Выбрать главу

Много лет я был совершенно уверен в том, что ни одной его записи не уцелело. Однако, когда в июле 1914 года я коротко был в Польше, меня навестил директор библиотеки Краковского университета и рассказал, что в архивах все еще находится несколько отцовских рукописей, а главное – письма к его ближайшему другу. Они были написаны до и во время ссылки, а затем переданы в университет на хранение. Я сразу же отправился в библиотеку, но успев лишь мельком взглянуть на них, собирался вернуться на следующий день и заказать копии всей переписки. Но на следующий день началась война. Скорее всего, я так никогда и не узнаю, чем отец делился в период семейного счастья, когда у него родился сын, когда он был полон больших надежд, и позже – во времена разочарований, лишений и подавленности.

Я представлял, что через сорок пять лет после смерти его уже никто не помнит. Но оказалось, что это не так. Несколько молодых литераторов открыли его как замечательного переводчика Шекспира, Виктора Гюго и Альфреда де Виньи, чью драму «Чаттертон», им же и переведенную, он сопроводил красноречивым предисловием, в котором отстаивал поэта, его глубокую человечность, его идеал благородного стоицизма.

Вспомнили и о его политической деятельности; некоторые из его современников, соратников в деле сохранения национального духа в надежде на независимое будущее, на склоне лет опубликовали мемуары, где его роль в общем деле была впервые открыта широкому кругу. Тогда я узнал о неизвестных мне прежде подробностях его жизни, о вещах, которые за пределами узкого круга посвященных не могли быть известны ни одной живой душе, кроме моей матери.

Таким образом, из опубликованных после его смерти мемуаров об этих тяжелых годах, я впервые узнал, что Национальный комитет, первичная цель которого была противостоять нарастающему давлению русификации, был основан по инициативе моего отца; и что первые собрания комитета проводились в нашем варшавском доме, из которого я отчетливо помню лишь одну комнату, в белых и алых тонах, скорее всего гостиную. В той комнате была самая большая из известных мне арок. Куда вела эта арка, остается для меня загадкой, но и по сей день я не могу избавиться от ощущения, что все вокруг было гигантских размеров и что люди, которые появлялись и исчезали в этом необъятном пространстве, были много выше обычных представителей рода человеческого, каким я узнал его позднее. Среди них я помню свою мать, знакомую среди других фигуру, одетую во все черное. Это был траур по стране и знак неповиновения свирепому полицейскому режиму. С тех времен осталось во мне и благоговение пред ее загадочной серьезностью, но она вовсе не была неулыбчивой. Потому что я помню, как она улыбалась. Наверное, для меня у нее всегда находилась улыбка. Она была еще совсем молодой, ей не было и тридцати. Через четыре года мама умерла в изгнании.

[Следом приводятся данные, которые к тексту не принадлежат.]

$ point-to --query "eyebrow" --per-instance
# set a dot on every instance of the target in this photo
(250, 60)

Ниже я описываю ее визит в дом брата примерно за год до кончины. Я также немного расскажу о своем отце, каким помню его в годы после утраты, ставшей для него смертельным ударом. Отвечая доброжелательному критику, я вновь разбудил их Тени, и теперь им пора вернуться на покой, туда, где все еще хранятся их туманные, но зримые образы, где они ждут момента, когда цепляющаяся за них реальность, их последний след на этой земле, исчезнет вместе со мной.

Дж. К.

1919

Личное дело

I

Книги пишутся в разных местах. Вдохновение может посетить и моряка, когда он сидит в своей каюте на пришвартованном посреди города и скованном замерзшей рекой корабле. И коль скоро святым полагается милостиво взирать на своих смиренных почитателей, я тешу себя приятной иллюзией, что тень старика Флобера – который мнил себя (среди прочего) еще и потомком викингов – могла из любопытства зависнуть и над палубой двухтысячетонного парохода «Адуа», застигнутого суровой зимой у набережных Руана, на борту которого были написаны первые строки десятой главы «Причуды Олмейера». Я говорю «из любопытства» – ведь разве не был этот добрый великан с огромными усами и громоподобным голосом последним романтиком Нормандии? Не был ли он, со своей отрешенной, почти аскетичной преданностью искусству, своего рода отшельником, святым от литературы?